His next assignment was to board the Bunker Hill at the Puget Sound Naval Base in Bremerton, WA. His duty assignment would be in the Western Pacific. Before leaving the states, the ship sailed down the west coast to Alameda, CA. to pick up about 150 planes. Approximately 3,500 persons were aboard the Bunker Hill.
At the time of the kamikaze attack, this 18-year-old sailor was taking a shower, two decks below the flight deck. General quarters were sounded; however, by the time he started making his way “top-side,” the ship was beginning to fill with smoke. It took him almost four hours, groping, crawling and gasping for air through the inner passages of the darkened ship before he and some of his buddies safely made it to the flight deck. He has often said, “That breath of fresh air was the best air, I've ever inhaled.”
The vicious attack left 373 men dead, all of whom would be buried at sea during the next four days. The Bunker Hill was able to stay afloat and return to Bremerton, WA. for extensive repairs.

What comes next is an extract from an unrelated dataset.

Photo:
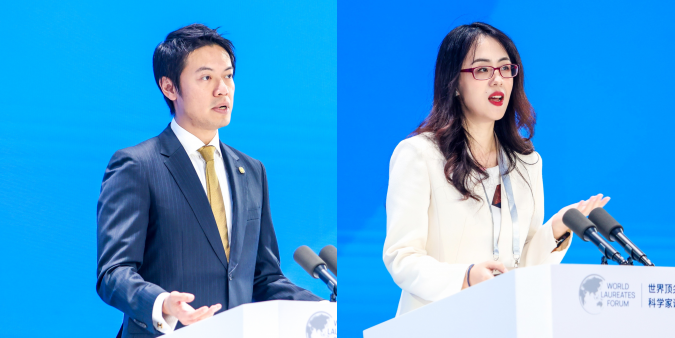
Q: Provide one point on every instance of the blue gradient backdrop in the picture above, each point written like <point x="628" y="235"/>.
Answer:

Following his discharge in June, 1946, he enrolled for one more year at Tarleton before transferring to Texas A&M College (now University), where he received his bachelor's degree in 1949. He later received a master's degree from A&M in 1954.
On July 22, 1950, he married the former Bettye Talley Counts. The couple would later have four children - twin boys and two girls. All of the children are college graduates with three holding degrees from Tarleton.
In 1951, he joined the faculty at Hico High School as the agriculture teacher. He would spend 32 years in the Hico ISD - the last 10 years as superintendent. He retired in 1983. His high school agriculture judging teams had much success at area, state and national contests.
He has been a member of the Hico Lions Club, holding the position of Zone Chairman; a member of the Hico Chamber of Commerce; a member of the Board of Directors of the Vocational Agriculture Teachers Association, Area IV; a member of the American Legion and a member of the Veterans of Foreign Wars. In addition he has held memberships in many other organizations. He and his wife are members of the Graham Street Church of Christ.
A Name to Remember - Mr. Harold Walker
Dr. Chilton, an educator/journalist, lives in Stephenville. He occasionally writes for this newspaper.